Málaháttr ‘speech metre’ and Haðarlag ‘Hǫðr’s metre’ are variants of fornyrðislag with ﬁve rather than four metrical positions per half-line. Haðarlag has internal rhyme, as in dróttkvætt. Consider the following half-stanza in Haðarlag from Sturla Þorðarson’s Hrafnsmál (Sturl Hrafn 1/1-4, c. 1264):
Sóknhvattar sveitir sóttu háleitan glymstæri glyggs geira ór Finnbygðum. ‘Battle-keen companies sought the sublime din-increaser of the storm of spears [battle > warrior] from the settlements of the Saami.’
Sturla’s poem is the only poem in Haðarlag among the poetry edited in SkP II, while an anonymous lausavísa from Hákonarsaga Hákonarsonar (Anon (Hák) 3, c. 1233) is in málaháttr.
Runhent is a subset of skaldic metres employing end rhyme rather than internal rhyme. Most commonly the rhymes are attached to the ends of alliterative fornyrðislag lines, as is shown by st. 4 of Einarr Skúlason’s Runhenda (ESk Run, c. 1155):
Funi kyndisk ﬂjótt,
Funi kyndisk ﬂjótt, en herr Hísingar, sás hafði verr, ﬂýði skjótt. ‘Fire was kindled quickly, and the people of Hisingen, who had the worst of it, ﬂed fast.’
Other poems and lausavísur in SkP II composed in runhent with four metrical positions are Þjóðólfr Arnórsson’s praise poem to King Haraldr harðráði Sigurðarson (ÞjóðA Run) and Sneglu-Halli’s (SnH) Lv 11 (both from the eleventh century). End rhyme could also be added to alliterative hexasyllabic metres (i.e. replacing the internal rhymes in dróttkvætt), and that is the case in ﬁve lausavísur from the twelfth century, namely, Anon (Hsona) 1, Rv Lv 31, Hbreiðm Lv, Árm Lv 3 and BjKálfs Lv. Consider lines 1-4 of BjKálfs Lv:
Fant sék hvern á hesti,
Sék hvern fant á hesti, en lendir menn ganga; hérs nú inn vesti siðr; vér eigum langa leið. ‘I see every servant on a horse and the district chieftains are walking; now here’s the worst habit; we have a long way [to go].’
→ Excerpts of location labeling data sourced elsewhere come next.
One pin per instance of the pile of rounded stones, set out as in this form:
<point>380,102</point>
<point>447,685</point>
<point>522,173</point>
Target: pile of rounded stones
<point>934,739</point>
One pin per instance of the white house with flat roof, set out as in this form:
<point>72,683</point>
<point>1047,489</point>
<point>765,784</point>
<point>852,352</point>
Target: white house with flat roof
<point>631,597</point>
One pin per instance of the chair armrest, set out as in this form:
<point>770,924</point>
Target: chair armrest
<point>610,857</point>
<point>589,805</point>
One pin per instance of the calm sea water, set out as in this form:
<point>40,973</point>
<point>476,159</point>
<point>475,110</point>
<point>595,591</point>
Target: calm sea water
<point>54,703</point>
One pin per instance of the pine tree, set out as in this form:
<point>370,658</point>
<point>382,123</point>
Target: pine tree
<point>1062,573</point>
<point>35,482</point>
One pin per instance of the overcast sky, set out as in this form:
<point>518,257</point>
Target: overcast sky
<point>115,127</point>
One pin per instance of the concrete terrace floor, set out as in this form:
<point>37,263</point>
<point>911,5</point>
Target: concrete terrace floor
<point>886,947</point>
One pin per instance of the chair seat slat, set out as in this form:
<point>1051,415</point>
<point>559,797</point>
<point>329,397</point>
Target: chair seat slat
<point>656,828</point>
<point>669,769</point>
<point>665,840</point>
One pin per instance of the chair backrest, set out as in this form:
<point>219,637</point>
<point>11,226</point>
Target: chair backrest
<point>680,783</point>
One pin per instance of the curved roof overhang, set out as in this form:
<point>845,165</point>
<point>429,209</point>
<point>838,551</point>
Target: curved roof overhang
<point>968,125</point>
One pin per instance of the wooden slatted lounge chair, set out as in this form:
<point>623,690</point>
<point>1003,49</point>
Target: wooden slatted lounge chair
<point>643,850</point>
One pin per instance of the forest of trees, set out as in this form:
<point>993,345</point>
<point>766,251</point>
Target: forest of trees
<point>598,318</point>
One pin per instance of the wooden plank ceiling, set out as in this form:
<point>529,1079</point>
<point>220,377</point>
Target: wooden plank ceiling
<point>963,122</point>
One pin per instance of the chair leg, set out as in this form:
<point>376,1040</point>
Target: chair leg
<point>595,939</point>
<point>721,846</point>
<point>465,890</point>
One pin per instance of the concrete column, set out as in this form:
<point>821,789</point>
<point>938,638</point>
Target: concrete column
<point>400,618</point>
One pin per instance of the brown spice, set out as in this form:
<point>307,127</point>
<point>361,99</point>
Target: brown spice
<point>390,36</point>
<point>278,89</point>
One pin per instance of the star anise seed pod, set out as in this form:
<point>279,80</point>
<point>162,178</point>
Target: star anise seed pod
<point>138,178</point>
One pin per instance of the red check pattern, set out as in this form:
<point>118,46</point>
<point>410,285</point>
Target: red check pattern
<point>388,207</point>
Other metres that are attested sporadically in the corpus of poetry edited in SkP II are hálfhneppt ‘half-curtailed’ (see Technical Terms at the front of this volume) and a variant of inn skammi háttr ‘the short verse form’, a metre in which the odd lines are in fornyrðislag, and the even lines consist of two short-stemmed disyllabic words bearing internal rhyme (see Anon (HSig) 5, which does not have internal rhyme, however). In some informal poetry the lines display features of more than one metre, such as the lausavísur of Magnús inn góði Óláfsson (Mgóð Lv 1, c. 1046; fornyrðislag, málaháttr and hálfhnept), Haraldr harðráði Sigurðarson (Hharð Lv 2, c. 1046; hálfhnept and fornyrðislag) and Sigurðr slembidjákn Magnússon (Slembir Lv, c. 1038-9; fornyrðislag and tøglag).